Meet Dr. Ryan Urbanowicz, Co-Lead of the Technology Identification and Training Core at PennAITech. In his day job, he serves as an Assistant Professor of Computational Biology at Cedars Sinai Medical Center and holds an adjunct position at the University of Pennsylvania. Dr. Urbanowicz's research is a blend of machine learning, artificial intelligence, and data science aimed at solving biomedical and clinical problems. His work has led to the development of several software packages, such as ReBATE and STREAMLINE, that focus on complex data patterns, interpretability, and scalability. Highly collaborative in nature, his research engages with clinicians and investigators across various medical fields. Dr. Urbanowicz is also a dedicated educator, sharing his knowledge through courses, tutorials, and a YouTube channel. Follow along as we delve into his perspectives on the challenges and opportunities in aging and dementia research—and how AI can be a game-changer in addressing them.

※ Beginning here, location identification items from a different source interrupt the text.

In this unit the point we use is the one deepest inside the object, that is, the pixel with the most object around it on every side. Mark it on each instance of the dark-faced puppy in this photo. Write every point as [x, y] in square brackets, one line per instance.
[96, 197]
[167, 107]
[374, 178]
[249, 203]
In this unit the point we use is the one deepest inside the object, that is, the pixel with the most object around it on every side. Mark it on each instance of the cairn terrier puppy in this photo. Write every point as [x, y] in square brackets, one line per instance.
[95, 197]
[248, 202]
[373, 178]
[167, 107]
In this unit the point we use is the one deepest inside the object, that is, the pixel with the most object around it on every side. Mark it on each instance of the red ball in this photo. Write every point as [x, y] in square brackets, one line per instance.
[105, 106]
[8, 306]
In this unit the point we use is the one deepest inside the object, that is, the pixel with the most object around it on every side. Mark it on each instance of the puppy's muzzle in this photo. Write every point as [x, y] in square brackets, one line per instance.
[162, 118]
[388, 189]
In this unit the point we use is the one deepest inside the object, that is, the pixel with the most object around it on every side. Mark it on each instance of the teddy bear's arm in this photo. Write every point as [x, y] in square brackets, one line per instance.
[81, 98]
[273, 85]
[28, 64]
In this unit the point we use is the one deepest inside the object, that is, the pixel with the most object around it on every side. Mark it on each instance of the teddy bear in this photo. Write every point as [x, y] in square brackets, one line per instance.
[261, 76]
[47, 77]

My research focuses on the development and application of machine learning, artificial intelligence, informatics, and data science methods and their application to biomedical and clinical problems. More specifically, our research group has developed a number of software packages including ReBATE (for interaction sensitive feature selection), GAMETES (genomic data simulation), ExSTraCS (interpretable rule-based machine learning modeling), FIBERS (feature learning in survival analysis data), and STREAMLINE (a end-to-end automated machine learning analysis pipeline). Our work specializes in the development of tools that (1) tackle complex patterns of association in data, including epistatic interactions and heterogeneity, (2) yield interpretable and/or explainable models and outputs, and (3) scale to larger data analyses. Our work is highly collaborative, relying on partnerships with clinicians and investigators studying biomedical outcomes such as obstructive sleep apnea, pancreatic cancer, congenital heart disease, Alzheimer's disease, bladder cancer, patient readmission, and others. I'm also a passionate educator and mentor, teaching courses, tutorials, and workshops in person and on YouTube (https://www.youtube.com/channel/UCHIKWNLhglKHJpkxw993sKQ).

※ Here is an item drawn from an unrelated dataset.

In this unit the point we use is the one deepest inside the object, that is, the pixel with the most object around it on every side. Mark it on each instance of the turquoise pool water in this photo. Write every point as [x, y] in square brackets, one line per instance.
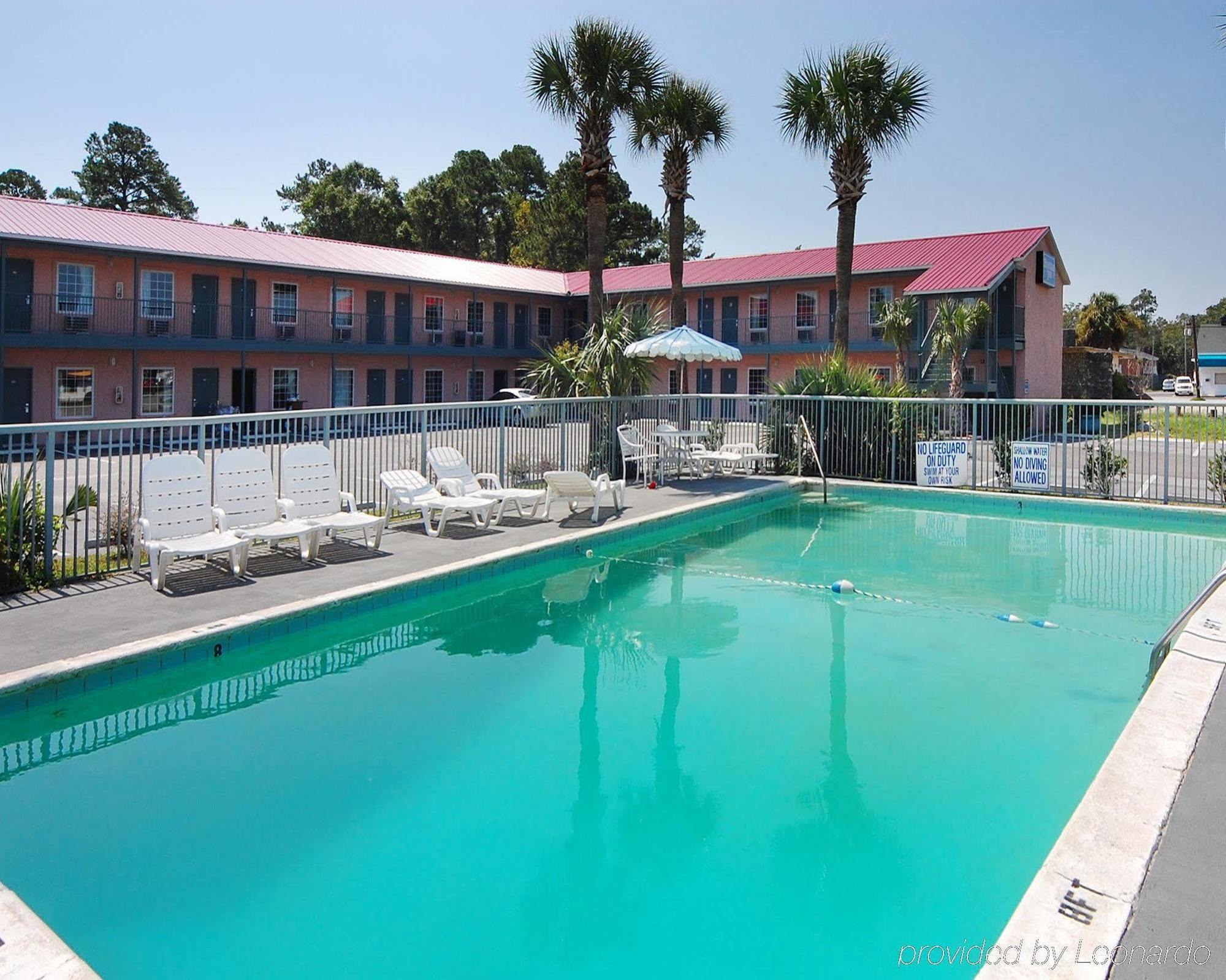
[650, 764]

I've always loved a good puzzle and solving problems that require thinking outside the box. I'd attribute my general involvement and commitment to biomedical research to my father, who battled lymphoma throughout my childhood, and my motivation to work in agetech, aging, and dementia to the simple acknowledgement that this is an area that impacts almost everyone at one point or another in their lives. My educational background originally focused on biomedical engineering, which laid a natural foundation for a career that would integrate biomedical research with methodological design and computer science. My start in computational biology was in many ways the random product of circumstance; i.e., choosing to go to graduate school at Dartmouth College and rotating in the research lab of [PennAITech Co-Principal Investigator] Dr. Jason H. Moore, who introduced me to this field as a possible career. I was immediately drawn to this field because it seemed to me to have incredible potential to have a broad impact and expose me to a wide variety of research opportunities. With respect to AI, it's extremely exciting to be working in such a diverse and cutting-edge area of study home to some of the most interesting and challenging puzzles around.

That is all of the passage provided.